La paix est beaucoup plus que l’absence de guerre
La période coloniale en Afrique a laissé de nombreuses séquelles devenues sources de conflits. La plupart des frontières avaient été tracées artificiellement et arbitrairement, pour répondre à des appétits coloniaux. La «Conférence de Berlin» (1884-1885) illustre bien la profondeur destructive de l’œuvre coloniale dite civilisationnelle. La notion même de frontière en Afrique n’avait pas le même sens qu’en Europe où elle signifiait «séparation», «limites» ou «partage». En Afrique, ce mot désignait plutôt un «espace de rencontre et d’échange». Dans le Grand Sahara s’étendant de l’Atlantique à la Mer Rouge sur presque 5 000 km, avec une superficie de plus de 8,6 millions de km², le mode de vie nomade des habitants de cet espace aride est fondé sur une mobilité permanente, un équilibre subtil avec la nature, une vie austère et une valorisation de l’immatériel. Au désert, on nait poète sans le savoir. Antoine de Saint-Exupéry l’a bien compris dans son œuvre célèbre «Le Petit Prince». On apprend à s’orienter avec le soleil et les étoiles dès l’enfance.

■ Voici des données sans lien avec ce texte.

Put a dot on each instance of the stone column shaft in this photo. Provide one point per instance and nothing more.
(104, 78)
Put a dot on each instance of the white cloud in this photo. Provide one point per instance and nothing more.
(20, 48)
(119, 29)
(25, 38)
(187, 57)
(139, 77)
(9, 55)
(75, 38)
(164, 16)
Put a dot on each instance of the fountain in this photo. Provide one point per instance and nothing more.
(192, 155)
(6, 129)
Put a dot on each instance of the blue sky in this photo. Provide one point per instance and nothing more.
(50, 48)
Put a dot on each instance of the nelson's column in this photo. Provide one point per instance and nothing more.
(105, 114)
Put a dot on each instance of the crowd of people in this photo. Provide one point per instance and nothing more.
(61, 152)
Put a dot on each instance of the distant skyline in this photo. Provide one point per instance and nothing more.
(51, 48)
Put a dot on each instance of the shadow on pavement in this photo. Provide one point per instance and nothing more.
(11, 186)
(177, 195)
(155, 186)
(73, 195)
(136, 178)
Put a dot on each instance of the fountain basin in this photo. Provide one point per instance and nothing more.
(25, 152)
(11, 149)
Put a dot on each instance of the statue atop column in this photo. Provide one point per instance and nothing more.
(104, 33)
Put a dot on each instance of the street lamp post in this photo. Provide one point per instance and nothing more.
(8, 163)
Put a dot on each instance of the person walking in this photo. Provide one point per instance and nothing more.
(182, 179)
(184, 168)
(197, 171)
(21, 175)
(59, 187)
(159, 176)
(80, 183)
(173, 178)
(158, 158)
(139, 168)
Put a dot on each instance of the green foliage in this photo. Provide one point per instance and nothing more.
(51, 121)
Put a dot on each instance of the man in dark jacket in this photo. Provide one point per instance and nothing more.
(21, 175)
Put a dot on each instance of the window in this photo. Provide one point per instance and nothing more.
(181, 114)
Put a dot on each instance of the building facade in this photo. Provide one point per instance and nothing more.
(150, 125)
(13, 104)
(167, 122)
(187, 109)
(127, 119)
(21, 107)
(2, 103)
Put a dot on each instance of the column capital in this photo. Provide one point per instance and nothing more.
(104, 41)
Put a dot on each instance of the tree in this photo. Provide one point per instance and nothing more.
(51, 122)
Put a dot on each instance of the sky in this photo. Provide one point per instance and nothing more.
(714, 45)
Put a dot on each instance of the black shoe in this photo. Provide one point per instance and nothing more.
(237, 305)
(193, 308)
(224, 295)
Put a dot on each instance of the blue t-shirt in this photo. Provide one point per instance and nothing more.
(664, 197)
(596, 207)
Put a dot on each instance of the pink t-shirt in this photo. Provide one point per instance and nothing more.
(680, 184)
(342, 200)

1955 : le Maroc accède partiellement à son indépendance. Partiellement, car une partie importante de son territoire au sud était toujours occupée par l’Espagne. C’est le cas du Sahara Occidental, désignation avant tout géographique d’une partie du Grand Sahara Africain qui s’étend sur une dizaine de pays africains. C’est un espace qui, de fait, à travers la longue histoire, n’a pas cessé d’être un facteur de rapprochement et un «trait d’union» entre l’Afrique subsaharienne et l’Afrique du nord.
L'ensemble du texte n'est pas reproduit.